Liam is from Dublin and graduated with a degree in Botany at University College Dublin. He carried out PhD research on plant developmental genetics at the University of Pennsylvania with Scott Poethig. After 13 years running his own research group at the John Innes Centre in Norwich, he moved to the University of Oxford as the Sherardian Professor of Botany in 2009 and is now Head of the Department of Plant Sciences. His research identifies developmental mechanisms controlling cellular development in plants and investigates how these mechanisms evolved in the course of green plant evolution.
Rick's research interests are parasites which live in mammalian hosts for long periods and have evolved an array of mechanisms for diverting and manipulating the host immune response. He studies the interaction between nematode parasites and the immune system in order to understand parasite survival, to devise new means of shifting the balance towards protective immunity, and to isolate novel molecules from nematode parasites which modify immune responses.
Jane started her research career as a tropical entomologist commuting between the UK and the rainforests of Costa Rica.

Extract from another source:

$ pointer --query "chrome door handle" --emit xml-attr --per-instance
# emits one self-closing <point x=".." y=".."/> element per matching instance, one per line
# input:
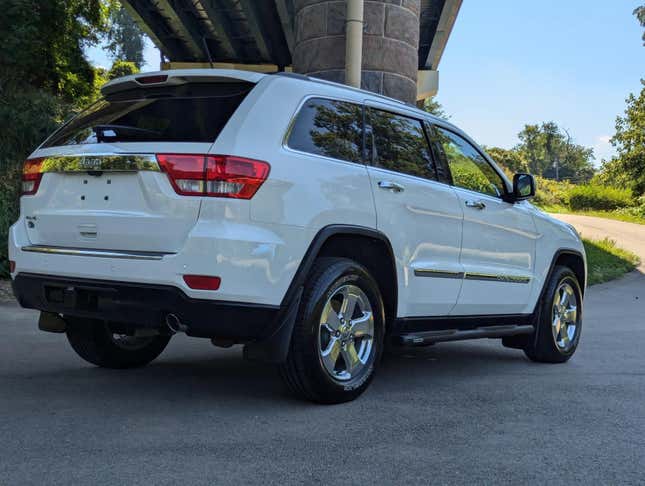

She then discovered the delights of a life of constant summer and spent the winters working with the weed biological control team in New Zealand. The arrival of two children led to field sites somewhat closer to home. She currently runs a research group at Bristol that uses ecological networks as a tool for asking about the impact of environmental change. She works in a variety of research fields including the impact of alien species on natural communities, the impact of farming on biodiversity, urban ecology and restoration ecology. Field sites range from English meadows to Hawaiian swamps and from Scottish islands to Cornish heaths.
Malcolm has BSc in Pharmacology/Biochemistry and a PhD in Neuropharmacology. He has gained a wide breadth of experience in the management of research activities and has more than 60 publications including articles on the interface between industry and academia. For more than a decade he has managed Academic Liaison at GSK managing staff in the UK and US. His role involves close liaison with several groups outside the Company e.g. Government Departments, Research and Funding Councils, Small Biotechnology Companies and other science-driven organisations. He sits on many external bodies including the PraxisUnico Board and several UK University Department advisory groups. He also chairs several groups including the Diamond (Synchotron) Industrial Advisory Board, the Science Industry Partnership for Life Sciences skills and the ABPI group working on academic liaison. Malcolm was awarded a CBE in the 2009 Queen’s Birthday Honours List in recognition of his contribution to the pharmaceutical industry as well as an Honorary Professorship from the College of Medical and Dental Sciences at the University of Birmingham, an honorary degree from Dundee University and an honorary DSc from the University of Hertfordshire.